Il y a des chansons qui ressemblent à une caresse. Pas un tube, pas un cri. Juste quelques mots posés avec tendresse, comme on adresse une lettre à quelqu’un qu’on aime. Narbonne, mon amie est de celles-là. Une déclaration douce et pudique signée Charles Trenet, enfant du pays, enfant du vent.
Né à Narbonne en 1913, Trenet n’a jamais vraiment quitté sa ville. Même quand il chantait Paris, les voyages ou la mer, on entendait toujours, en filigrane, ce Sud discret, baigné de lumière et de souvenirs. Narbonne, mon amie, c’est son retour à la source, son chant du cœur, loin des projecteurs, près des racines.
Une chanson qui ne joue pas la carte postale
Ici, pas de clichés ni de folklore. Trenet ne chante pas les cigales ou les grandes fêtes. Il parle à Narbonne comme on parle à une vieille amie, avec cette affection simple, un peu mélancolique, qu’on réserve à ce qui nous a vus grandir. On devine les ruelles, les marchés, les étés qui sentent le vent chaud et les pierres blondes. Il ne s’agit pas de faire briller une ville, mais de lui dire merci.
On sent l’homme revenu sur ses pas, apaisé. La chanson prend le temps, ne force rien. Elle a cette douceur qu’on retrouve dans les fins d’après-midi du Midi, quand le soleil décline et que les souvenirs se mettent à parler.
Le Sud des silences
Narbonne n’a pas besoin d’en faire trop. Elle n’est ni tapageuse ni tapageuse. Elle est là, fidèle, posée entre la mer et les vignes, à l’abri du vacarme. Trenet la chante comme ça : calme, solaire, presque pudique. Il y a dans cette chanson une poésie modeste, un attachement profond, celui qu’on garde pour les lieux où tout a commencé.

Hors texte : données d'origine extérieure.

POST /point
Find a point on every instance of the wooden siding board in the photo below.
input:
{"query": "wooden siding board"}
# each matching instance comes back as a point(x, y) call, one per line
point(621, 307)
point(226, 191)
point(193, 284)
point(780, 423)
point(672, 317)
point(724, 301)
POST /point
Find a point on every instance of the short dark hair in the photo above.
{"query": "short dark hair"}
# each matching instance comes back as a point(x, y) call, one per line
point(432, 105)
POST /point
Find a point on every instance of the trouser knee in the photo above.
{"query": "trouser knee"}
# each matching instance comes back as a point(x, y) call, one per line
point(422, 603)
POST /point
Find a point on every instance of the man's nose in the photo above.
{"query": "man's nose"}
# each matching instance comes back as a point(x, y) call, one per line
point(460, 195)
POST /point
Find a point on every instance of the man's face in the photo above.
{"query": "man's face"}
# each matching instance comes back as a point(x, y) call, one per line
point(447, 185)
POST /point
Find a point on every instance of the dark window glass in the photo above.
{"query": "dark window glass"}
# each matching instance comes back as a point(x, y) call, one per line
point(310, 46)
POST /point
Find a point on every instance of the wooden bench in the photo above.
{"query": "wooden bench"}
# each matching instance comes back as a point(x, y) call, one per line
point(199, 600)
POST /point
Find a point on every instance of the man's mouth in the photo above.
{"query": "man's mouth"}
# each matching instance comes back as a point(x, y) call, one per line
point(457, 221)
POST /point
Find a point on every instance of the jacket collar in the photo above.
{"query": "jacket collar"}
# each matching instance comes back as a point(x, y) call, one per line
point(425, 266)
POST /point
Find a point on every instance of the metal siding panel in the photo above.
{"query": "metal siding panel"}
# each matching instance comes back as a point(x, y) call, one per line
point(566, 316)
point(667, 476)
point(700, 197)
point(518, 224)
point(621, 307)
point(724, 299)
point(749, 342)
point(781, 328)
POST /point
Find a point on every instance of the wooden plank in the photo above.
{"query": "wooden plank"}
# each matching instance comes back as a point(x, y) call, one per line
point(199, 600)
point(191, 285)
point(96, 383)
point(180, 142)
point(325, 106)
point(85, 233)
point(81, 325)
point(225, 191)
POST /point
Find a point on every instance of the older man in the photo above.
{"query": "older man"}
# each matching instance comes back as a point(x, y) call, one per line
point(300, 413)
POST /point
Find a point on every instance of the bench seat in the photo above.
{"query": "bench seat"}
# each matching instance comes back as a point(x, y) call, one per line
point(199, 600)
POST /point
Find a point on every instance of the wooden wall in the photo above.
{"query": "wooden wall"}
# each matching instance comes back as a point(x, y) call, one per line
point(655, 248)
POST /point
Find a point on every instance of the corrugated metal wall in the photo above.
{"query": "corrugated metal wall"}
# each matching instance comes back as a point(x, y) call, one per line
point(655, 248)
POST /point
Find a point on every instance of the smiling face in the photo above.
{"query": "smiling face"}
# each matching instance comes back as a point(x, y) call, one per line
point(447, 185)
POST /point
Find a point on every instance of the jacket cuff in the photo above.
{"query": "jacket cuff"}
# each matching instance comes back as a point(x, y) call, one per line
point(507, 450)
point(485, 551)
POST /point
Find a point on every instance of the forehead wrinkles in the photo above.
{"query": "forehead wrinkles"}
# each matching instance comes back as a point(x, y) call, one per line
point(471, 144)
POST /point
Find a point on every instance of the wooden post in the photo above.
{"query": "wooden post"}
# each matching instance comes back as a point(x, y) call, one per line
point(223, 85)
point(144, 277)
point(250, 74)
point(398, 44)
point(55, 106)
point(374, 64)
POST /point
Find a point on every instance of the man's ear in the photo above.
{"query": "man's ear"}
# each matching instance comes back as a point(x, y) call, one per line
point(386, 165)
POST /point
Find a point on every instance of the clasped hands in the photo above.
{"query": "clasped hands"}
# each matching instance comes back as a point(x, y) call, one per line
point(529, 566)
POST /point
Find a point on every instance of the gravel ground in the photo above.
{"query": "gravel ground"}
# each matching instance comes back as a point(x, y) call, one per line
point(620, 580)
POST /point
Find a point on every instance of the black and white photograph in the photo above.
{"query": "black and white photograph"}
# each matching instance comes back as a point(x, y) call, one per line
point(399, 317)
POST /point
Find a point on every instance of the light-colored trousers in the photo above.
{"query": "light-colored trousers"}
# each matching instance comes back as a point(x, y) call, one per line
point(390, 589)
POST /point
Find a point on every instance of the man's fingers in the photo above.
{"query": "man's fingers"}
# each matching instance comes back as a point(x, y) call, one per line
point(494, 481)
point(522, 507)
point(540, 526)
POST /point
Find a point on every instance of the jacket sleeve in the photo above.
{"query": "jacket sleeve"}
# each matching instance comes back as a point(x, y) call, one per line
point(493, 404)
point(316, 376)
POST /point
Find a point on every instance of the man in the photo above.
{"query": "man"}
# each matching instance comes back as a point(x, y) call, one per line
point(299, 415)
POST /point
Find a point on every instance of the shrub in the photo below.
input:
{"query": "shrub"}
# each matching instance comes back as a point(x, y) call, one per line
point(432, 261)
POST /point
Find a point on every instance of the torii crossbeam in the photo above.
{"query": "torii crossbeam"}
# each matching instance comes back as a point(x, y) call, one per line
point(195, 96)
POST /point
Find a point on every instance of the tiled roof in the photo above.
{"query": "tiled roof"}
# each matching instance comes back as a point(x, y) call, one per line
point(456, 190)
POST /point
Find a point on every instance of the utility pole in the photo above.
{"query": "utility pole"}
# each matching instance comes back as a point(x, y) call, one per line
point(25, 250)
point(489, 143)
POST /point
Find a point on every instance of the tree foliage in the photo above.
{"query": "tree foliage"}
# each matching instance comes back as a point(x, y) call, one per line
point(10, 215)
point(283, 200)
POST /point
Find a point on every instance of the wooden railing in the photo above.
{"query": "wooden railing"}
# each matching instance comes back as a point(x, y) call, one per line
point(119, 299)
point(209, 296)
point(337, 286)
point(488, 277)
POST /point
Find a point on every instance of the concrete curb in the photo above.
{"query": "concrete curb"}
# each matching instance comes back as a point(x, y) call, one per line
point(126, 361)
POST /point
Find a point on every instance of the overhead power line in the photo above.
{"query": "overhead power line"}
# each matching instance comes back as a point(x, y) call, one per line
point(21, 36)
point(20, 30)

Et c’est peut-être pour ça que Narbonne, mon amie touche autant : parce qu’elle ne cherche pas à séduire. Elle raconte un lien, une fidélité, un souvenir vivant. Comme un carnet qu’on aurait ouvert après des années, juste pour se rappeler l’essentiel.

Une trace vivante
Aujourd’hui encore, à Narbonne, on n’a pas oublié le « fou chantant ». Sa maison natale se visite, sa rue porte son nom, et parfois, entre deux rafales de vent, il n’est pas rare d’entendre quelqu’un murmurer quelques vers de cette chanson si discrète. Ce n’est pas un monument. C’est mieux que ça. C’est une empreinte.
Charles Trenet n’a jamais eu besoin de crier son amour pour Narbonne. Il l’a chantée doucement, tendrement. Et parfois, c’est ce qu’on retient le plus.